İsmail Akçay (born in 1942) is a Turkish athlete.
He was born in Akçakaya village of Balıkesir Province. After finishing primary school in his village, he studied in the industrial vocational high school of Balıkesir. Then he transferred to sergents' school in Ankara where he was interested in athletics.

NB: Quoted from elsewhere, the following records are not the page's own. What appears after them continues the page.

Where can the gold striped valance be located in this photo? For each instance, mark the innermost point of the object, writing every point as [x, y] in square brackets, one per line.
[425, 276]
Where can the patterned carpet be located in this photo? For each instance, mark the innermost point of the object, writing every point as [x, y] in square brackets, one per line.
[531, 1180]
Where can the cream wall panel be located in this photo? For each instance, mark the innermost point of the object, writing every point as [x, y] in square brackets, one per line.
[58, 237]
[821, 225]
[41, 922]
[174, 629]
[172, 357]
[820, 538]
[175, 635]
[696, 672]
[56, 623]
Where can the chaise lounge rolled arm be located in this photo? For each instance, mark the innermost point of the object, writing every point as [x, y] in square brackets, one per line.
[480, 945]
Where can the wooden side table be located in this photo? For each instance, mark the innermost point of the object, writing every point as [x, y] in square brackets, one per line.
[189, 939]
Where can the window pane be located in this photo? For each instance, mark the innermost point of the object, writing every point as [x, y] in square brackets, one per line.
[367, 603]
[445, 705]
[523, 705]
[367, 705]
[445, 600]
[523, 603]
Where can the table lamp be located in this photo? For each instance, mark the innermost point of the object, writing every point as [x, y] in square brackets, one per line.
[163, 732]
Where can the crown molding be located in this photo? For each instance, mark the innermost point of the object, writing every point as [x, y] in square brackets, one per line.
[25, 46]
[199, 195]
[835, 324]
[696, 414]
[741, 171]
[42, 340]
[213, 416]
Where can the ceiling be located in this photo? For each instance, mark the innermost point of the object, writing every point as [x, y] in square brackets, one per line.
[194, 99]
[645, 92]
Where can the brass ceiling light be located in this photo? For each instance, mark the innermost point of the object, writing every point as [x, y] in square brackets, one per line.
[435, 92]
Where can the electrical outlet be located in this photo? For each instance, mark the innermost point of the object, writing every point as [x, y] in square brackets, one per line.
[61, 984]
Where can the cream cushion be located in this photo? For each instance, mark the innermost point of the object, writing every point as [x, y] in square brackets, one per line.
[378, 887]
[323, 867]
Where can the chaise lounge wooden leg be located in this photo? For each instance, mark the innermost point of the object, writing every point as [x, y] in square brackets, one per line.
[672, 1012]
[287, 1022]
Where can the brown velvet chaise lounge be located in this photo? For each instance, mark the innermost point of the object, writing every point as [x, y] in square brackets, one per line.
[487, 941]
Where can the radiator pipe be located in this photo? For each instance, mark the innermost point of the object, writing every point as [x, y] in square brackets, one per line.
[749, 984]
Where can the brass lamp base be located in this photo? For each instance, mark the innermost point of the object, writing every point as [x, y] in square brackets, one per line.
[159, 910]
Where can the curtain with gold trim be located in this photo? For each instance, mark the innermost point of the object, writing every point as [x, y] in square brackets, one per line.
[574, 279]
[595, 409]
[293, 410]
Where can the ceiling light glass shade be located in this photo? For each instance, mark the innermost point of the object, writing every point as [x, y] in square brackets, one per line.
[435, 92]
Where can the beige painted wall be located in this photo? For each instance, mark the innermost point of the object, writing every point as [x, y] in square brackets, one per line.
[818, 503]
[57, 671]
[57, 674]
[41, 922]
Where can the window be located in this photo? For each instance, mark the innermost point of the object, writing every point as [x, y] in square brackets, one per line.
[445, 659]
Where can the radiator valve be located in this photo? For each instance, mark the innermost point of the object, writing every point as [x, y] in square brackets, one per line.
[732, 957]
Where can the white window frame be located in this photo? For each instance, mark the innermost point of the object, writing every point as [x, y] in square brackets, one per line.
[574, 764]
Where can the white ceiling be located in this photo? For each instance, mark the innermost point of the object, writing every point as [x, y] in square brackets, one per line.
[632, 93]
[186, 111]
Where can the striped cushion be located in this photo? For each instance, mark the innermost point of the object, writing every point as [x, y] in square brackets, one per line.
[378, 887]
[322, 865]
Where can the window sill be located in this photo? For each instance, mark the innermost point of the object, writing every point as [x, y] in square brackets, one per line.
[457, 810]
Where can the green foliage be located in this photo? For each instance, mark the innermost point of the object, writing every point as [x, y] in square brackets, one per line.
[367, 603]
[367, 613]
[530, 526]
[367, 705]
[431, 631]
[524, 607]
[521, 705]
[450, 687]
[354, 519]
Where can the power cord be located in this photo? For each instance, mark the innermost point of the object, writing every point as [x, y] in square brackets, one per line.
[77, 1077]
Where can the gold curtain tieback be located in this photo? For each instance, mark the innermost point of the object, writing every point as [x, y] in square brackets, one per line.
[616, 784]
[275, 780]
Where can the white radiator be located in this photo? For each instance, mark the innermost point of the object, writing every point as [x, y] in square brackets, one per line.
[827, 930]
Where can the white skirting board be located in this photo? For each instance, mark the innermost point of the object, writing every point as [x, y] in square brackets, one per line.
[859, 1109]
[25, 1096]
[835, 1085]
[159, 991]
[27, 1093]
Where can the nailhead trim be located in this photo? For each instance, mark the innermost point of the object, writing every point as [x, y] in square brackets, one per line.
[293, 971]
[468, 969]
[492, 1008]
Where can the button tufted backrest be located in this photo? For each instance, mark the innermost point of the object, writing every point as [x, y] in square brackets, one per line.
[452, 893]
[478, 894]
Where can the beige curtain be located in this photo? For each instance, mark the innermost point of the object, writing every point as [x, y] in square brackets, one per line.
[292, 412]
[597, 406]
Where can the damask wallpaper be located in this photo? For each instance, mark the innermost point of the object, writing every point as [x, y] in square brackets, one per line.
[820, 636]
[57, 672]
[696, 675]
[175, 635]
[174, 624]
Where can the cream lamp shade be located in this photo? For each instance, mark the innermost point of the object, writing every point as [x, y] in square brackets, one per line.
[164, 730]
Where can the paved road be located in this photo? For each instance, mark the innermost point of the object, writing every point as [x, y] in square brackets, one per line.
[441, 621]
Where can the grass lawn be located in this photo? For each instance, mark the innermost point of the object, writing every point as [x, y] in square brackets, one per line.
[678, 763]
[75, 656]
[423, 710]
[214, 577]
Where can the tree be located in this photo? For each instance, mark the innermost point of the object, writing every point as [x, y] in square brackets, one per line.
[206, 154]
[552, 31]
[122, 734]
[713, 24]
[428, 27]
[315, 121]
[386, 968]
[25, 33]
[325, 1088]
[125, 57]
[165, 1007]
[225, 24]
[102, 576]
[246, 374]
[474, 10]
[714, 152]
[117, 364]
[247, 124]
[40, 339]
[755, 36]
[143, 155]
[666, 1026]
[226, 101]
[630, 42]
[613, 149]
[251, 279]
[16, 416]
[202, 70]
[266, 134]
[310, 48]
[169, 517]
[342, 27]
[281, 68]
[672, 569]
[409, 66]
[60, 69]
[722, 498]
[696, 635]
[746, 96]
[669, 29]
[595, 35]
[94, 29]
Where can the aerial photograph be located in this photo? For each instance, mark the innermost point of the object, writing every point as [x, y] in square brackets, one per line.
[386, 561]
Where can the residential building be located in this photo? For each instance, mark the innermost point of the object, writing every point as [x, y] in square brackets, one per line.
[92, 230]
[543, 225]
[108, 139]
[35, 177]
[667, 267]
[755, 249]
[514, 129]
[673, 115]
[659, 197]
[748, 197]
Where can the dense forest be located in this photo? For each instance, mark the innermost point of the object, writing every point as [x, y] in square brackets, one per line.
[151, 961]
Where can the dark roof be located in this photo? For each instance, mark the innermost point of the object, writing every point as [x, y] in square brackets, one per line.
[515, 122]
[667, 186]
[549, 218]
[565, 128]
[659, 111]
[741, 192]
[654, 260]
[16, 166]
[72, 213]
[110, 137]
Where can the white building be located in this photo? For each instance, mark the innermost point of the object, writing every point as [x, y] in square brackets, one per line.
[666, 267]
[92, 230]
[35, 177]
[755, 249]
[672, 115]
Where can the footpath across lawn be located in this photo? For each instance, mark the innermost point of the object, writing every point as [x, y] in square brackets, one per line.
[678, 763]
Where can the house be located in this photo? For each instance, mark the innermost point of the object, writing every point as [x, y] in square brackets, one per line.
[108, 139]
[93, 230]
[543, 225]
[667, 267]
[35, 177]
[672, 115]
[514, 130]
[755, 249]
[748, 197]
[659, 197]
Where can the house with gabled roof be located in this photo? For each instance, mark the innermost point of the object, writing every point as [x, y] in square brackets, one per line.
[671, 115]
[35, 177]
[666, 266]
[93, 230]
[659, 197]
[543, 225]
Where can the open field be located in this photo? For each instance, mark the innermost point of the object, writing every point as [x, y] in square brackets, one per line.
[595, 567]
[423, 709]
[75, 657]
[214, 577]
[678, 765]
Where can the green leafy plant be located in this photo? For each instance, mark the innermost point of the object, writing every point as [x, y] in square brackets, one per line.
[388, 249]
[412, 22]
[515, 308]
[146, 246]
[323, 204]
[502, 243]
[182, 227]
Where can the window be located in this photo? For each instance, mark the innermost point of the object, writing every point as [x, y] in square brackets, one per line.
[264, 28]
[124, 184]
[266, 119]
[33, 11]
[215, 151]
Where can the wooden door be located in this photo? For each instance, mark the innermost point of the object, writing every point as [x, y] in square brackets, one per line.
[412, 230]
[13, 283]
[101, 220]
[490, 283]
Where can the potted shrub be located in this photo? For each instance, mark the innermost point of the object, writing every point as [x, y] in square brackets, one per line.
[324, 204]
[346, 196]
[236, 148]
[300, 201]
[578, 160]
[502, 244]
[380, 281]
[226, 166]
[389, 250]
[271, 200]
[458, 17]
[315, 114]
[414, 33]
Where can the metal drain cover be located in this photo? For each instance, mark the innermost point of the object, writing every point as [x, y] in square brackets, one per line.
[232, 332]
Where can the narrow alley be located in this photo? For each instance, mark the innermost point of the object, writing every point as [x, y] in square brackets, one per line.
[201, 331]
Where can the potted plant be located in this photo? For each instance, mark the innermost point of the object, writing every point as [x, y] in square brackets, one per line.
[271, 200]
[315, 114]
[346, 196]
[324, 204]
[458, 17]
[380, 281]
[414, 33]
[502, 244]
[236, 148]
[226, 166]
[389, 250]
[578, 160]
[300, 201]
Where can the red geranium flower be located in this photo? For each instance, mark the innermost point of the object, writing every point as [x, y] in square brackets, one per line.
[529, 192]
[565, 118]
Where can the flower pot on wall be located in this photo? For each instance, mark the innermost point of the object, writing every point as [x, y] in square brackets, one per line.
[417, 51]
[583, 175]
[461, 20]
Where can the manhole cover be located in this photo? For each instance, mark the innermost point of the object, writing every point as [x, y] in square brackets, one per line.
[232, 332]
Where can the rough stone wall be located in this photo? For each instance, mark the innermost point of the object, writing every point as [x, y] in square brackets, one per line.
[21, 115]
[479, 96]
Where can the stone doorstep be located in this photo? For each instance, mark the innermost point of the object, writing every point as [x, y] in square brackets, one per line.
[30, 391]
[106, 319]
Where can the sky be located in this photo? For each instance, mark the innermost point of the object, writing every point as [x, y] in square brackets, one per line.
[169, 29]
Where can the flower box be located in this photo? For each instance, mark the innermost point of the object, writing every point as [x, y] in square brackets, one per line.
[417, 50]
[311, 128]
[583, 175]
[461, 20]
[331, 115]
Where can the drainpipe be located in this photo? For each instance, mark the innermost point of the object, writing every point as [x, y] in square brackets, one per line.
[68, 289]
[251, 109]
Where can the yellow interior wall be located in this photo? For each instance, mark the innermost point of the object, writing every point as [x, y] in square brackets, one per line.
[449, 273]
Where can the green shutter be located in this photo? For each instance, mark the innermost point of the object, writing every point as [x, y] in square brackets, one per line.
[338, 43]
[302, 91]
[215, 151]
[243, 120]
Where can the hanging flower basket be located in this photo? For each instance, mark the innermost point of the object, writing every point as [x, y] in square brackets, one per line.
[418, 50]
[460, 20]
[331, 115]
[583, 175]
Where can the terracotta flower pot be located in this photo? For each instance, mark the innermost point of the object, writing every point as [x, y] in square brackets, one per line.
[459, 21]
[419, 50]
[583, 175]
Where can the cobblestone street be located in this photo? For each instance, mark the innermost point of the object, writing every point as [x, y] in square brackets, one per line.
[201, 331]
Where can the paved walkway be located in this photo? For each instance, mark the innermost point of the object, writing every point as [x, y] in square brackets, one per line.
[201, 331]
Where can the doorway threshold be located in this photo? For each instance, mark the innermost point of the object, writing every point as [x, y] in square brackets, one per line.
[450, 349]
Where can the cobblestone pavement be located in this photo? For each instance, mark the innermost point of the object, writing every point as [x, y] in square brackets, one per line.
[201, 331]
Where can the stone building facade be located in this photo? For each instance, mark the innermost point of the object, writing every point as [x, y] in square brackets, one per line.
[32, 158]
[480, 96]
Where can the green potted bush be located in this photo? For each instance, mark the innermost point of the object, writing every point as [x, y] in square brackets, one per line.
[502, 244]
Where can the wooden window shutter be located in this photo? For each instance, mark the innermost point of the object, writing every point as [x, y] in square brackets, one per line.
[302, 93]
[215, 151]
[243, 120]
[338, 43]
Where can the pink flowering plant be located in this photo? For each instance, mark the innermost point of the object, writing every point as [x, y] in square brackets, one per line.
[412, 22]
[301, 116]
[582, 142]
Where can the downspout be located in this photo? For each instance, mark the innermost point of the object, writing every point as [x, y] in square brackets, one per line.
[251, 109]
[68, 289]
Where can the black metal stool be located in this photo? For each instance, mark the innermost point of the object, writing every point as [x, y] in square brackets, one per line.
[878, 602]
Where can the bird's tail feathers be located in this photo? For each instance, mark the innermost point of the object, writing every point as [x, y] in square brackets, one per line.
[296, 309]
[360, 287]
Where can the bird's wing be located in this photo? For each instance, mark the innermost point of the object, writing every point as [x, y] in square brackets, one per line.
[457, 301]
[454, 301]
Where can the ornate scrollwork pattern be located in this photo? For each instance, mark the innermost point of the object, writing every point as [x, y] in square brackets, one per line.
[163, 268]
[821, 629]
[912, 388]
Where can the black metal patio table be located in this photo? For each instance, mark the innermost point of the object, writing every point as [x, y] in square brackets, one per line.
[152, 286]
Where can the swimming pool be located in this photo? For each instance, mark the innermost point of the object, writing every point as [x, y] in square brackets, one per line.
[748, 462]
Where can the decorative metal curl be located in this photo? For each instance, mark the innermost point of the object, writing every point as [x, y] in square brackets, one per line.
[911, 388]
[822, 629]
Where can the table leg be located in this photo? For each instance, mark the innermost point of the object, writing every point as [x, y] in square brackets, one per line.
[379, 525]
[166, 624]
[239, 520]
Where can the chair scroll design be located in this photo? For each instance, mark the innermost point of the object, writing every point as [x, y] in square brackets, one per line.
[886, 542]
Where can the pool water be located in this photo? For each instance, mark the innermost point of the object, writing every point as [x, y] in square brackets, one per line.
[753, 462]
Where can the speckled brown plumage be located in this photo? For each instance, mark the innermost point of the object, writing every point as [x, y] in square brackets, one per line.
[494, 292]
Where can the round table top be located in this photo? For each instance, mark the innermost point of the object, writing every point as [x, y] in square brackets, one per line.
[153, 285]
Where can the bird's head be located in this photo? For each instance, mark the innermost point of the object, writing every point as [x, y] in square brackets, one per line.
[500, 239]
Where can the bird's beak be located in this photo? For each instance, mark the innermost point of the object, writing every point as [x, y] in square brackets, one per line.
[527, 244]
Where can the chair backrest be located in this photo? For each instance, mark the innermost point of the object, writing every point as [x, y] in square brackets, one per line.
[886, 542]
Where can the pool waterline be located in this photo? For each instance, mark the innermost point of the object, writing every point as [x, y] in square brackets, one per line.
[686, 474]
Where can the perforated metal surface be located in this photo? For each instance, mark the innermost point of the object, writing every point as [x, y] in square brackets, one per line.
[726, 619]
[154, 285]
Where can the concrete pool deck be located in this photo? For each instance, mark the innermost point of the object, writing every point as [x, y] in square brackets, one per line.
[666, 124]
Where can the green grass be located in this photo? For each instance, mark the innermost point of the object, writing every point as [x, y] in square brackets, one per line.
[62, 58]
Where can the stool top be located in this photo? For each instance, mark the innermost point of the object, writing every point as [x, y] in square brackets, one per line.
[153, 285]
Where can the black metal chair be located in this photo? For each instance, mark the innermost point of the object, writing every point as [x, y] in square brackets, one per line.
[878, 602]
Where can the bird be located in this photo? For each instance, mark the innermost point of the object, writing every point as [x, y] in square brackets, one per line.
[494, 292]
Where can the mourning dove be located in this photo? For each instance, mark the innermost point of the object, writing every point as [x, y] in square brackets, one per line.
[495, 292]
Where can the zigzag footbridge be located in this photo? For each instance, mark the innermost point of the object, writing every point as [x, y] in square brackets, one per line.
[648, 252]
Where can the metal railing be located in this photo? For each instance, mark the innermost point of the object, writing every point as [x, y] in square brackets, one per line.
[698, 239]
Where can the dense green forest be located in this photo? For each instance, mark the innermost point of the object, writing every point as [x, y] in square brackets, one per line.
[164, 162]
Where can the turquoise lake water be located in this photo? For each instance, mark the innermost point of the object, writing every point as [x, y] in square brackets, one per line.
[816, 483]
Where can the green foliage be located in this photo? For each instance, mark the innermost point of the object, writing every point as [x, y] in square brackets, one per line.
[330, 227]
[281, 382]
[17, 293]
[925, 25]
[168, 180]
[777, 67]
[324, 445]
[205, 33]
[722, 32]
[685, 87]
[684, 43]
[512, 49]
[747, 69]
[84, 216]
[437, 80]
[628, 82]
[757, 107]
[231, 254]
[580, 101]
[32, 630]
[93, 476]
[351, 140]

He specialized in marathon events.

==Career==
His international degrees are as follows:

| Year | Event | City | Rank |
|---|---|---|---|
| 1966 | Balkan Games | Sarajevo | Gold |
| 1967 | Las Vegas Marathon | Las Vegas | Silver |
| 1967 | Mediterranean Games | Tunis | Silver |
| 1968 | Balkan Games | İstanbul | Gold |
| 1968 | 1968 Summer Olympics | Mexico City | 4 |
| 1968 | Fukuoka Marathon | Fukuoka | 4 |
| 1969 | Balkan Games | Sofia | Bronze |
| 1971 | Balkan Games | Zagreb | Gold |
| 1971 | Mediterranean Games | İzmir | Bronze |
| 1972 | Balkan Games | İzmir | Silver |
| 1973 | Balkan Games | Athens | Gold |

His result in 1968 Summer Olympics in Mexico city was the best result Turkey had had in the Olympic marathon events up to that time.

==Presently==
Presently İsmail Akçay serves as an athletic trainer in Balıkesir.